Cynthia Hornor poses with Nimble, the first mixed-breed dog ever to win the Westminster Kennel Club dog show's agility competition, in New York on Monday.
Jennifer Peltz/AP
Cynthia Hornor poses with Nimble, the first mixed-breed dog ever to win the Westminster Kennel Club dog show's agility competition, in New York on Monday.

She was nimble, she was oh-so-very quick – with the perfect moniker to match.

A 6-year-old canine from of Ellicott City, Md., named Nimble beat out 350 competitors to become the first mixed-breed dog to win the Westminster Kennel Club's Masters Agility Championship in New York.

"I was surprised," Nimble's handler Cynthia Hornor told NPR. "But she proved that she's the little engine that could."

Nimble, who finished the race in a blistering 28.76 seconds, is a first in more ways than one: She also became the first dog from the 12-inch height division to take home the top prize since the agility competition — itself the first WKC event to allow mixed breeds to compete — was introduced in 2014.

Dogs compete in the 8-inch, 12-inch, 16-inch, and 20-inch categories. The top 10 dogs from each height category go on to compete in the championships.

While she made two firsts, Nimble also had at least two big aces in her paws.
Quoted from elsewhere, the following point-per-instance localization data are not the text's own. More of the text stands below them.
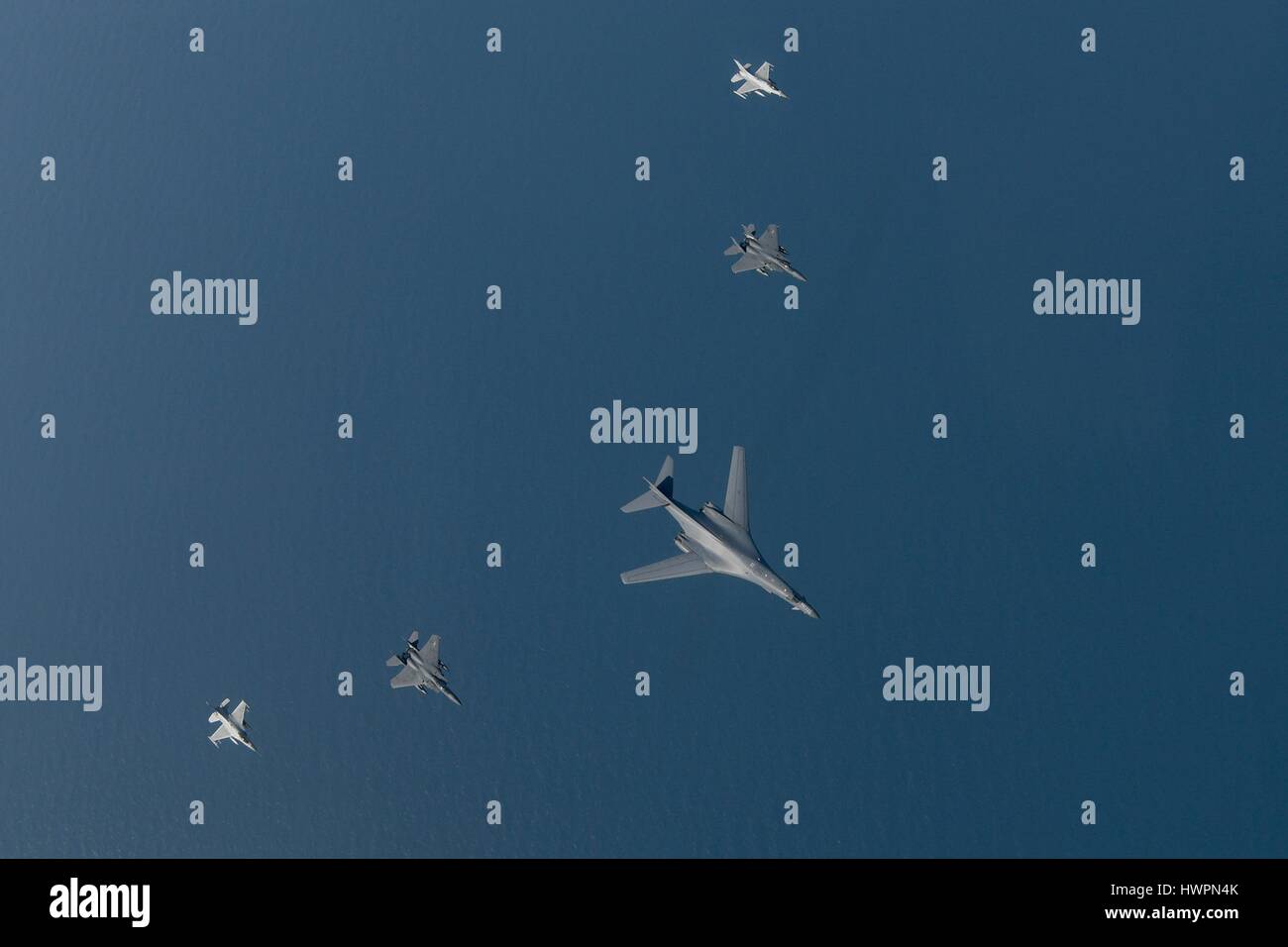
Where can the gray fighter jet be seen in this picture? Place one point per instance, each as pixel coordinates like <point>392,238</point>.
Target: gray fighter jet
<point>761,254</point>
<point>758,81</point>
<point>231,725</point>
<point>711,540</point>
<point>421,669</point>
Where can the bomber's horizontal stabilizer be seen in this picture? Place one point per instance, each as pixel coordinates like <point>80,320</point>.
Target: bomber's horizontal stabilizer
<point>658,491</point>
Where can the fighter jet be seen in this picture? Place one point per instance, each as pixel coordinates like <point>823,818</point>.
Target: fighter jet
<point>758,81</point>
<point>711,540</point>
<point>231,725</point>
<point>761,254</point>
<point>421,669</point>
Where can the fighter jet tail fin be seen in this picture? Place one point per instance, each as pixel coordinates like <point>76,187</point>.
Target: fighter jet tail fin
<point>658,491</point>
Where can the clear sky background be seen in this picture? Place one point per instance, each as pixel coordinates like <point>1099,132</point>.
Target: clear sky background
<point>473,427</point>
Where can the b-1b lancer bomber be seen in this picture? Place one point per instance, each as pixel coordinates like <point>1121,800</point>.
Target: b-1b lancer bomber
<point>758,81</point>
<point>711,540</point>
<point>231,725</point>
<point>421,669</point>
<point>763,254</point>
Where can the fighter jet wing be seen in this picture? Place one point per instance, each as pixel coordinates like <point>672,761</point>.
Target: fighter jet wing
<point>407,677</point>
<point>735,493</point>
<point>769,239</point>
<point>675,567</point>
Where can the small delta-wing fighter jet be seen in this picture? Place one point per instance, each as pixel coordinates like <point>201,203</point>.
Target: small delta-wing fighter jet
<point>711,540</point>
<point>231,725</point>
<point>758,81</point>
<point>421,669</point>
<point>763,254</point>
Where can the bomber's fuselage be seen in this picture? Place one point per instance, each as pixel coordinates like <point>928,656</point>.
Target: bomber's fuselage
<point>728,549</point>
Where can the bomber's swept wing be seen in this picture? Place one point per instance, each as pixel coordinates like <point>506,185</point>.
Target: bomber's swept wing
<point>735,493</point>
<point>675,567</point>
<point>407,677</point>
<point>769,239</point>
Despite coming in an underdog — as part of the non-purebred category the WKC refers to as "All American Dogs" — Nimble is a combination of two pedigrees made up of winners: a border collie-papillon mix. Border collies have won eight of the last 11 agility titles, while the top three finishers in this year's competition were all papillons.
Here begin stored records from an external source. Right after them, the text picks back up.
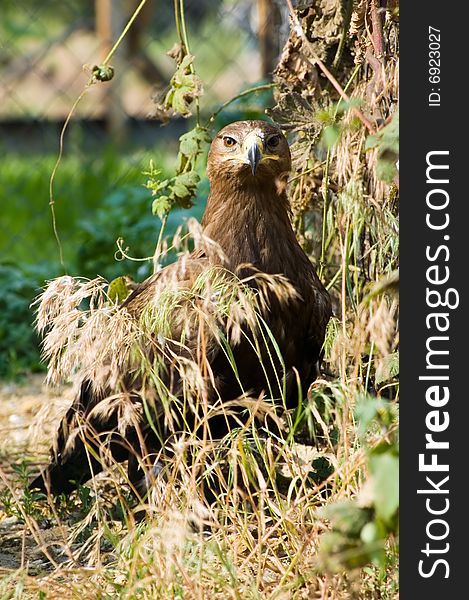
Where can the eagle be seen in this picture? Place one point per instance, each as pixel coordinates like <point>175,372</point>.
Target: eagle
<point>241,317</point>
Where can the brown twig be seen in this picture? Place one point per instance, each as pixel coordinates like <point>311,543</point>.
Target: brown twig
<point>300,31</point>
<point>377,35</point>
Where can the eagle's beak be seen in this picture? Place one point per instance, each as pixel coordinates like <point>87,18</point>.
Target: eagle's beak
<point>253,151</point>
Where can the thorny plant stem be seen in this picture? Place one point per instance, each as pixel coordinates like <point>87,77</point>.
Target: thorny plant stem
<point>157,253</point>
<point>322,259</point>
<point>183,38</point>
<point>91,82</point>
<point>124,32</point>
<point>253,90</point>
<point>300,31</point>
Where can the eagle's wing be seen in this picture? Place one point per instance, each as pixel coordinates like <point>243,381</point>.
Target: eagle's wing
<point>161,324</point>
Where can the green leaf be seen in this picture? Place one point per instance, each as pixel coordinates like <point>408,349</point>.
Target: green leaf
<point>331,135</point>
<point>161,206</point>
<point>384,471</point>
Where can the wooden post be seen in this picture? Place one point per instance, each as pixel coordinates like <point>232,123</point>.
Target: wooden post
<point>268,35</point>
<point>110,20</point>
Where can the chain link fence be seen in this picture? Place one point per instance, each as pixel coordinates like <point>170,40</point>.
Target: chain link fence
<point>47,51</point>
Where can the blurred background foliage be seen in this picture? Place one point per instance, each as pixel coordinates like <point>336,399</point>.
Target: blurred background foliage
<point>99,190</point>
<point>343,191</point>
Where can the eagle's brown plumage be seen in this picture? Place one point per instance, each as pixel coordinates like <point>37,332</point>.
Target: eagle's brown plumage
<point>249,233</point>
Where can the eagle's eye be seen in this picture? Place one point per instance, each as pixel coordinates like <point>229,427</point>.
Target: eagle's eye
<point>273,141</point>
<point>229,141</point>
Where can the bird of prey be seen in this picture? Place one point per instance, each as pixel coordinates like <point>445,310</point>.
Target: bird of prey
<point>242,316</point>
Nimble's second secret weapon: her owner and handler Hornor, who won the Masters Agility title in 2023 with her other dog Truant, a 20-inch border collie.

"This is going to be a fun run," a Fox Sports announcer predicted on Saturday as Nimble eagerly waited for the clock to start her final run.

When it did, the pointy-eared black and white pup rocketed her way through a series of hoops, seesaws, ladders and more with hardly any cueing needed from Horner.

"I said it was going to be fun, but I didn't know it was going to be an e-ticket!" the announcer said halfway through Nimble's race, with eager crowds cheering in the background.

Hornor says she hopes Nimble's big win will be enough to put to bed any false ideas that mixed breeds can't be as fast as purebred dogs.

"Agility is the equalizer," Hornor said. "Mixed-breed dogs can be just as fast as purebred dogs."

Nimble's reward for proving it?

"She got steak, and she got to play," said Hornor. "She just really loves playing, so her reward is being able to go run and play."

And if there's one lesson Hornor wants other dog owners to take away from Nimble's big win, it's that agility is a great way for owners to bond with their dogs.

"It's the thing I enjoy the most about this sport," said Hornor, who has been an agility trainer for more than 20 years. "When I see my students, I love seeing their bond grow with their dogs because of agility."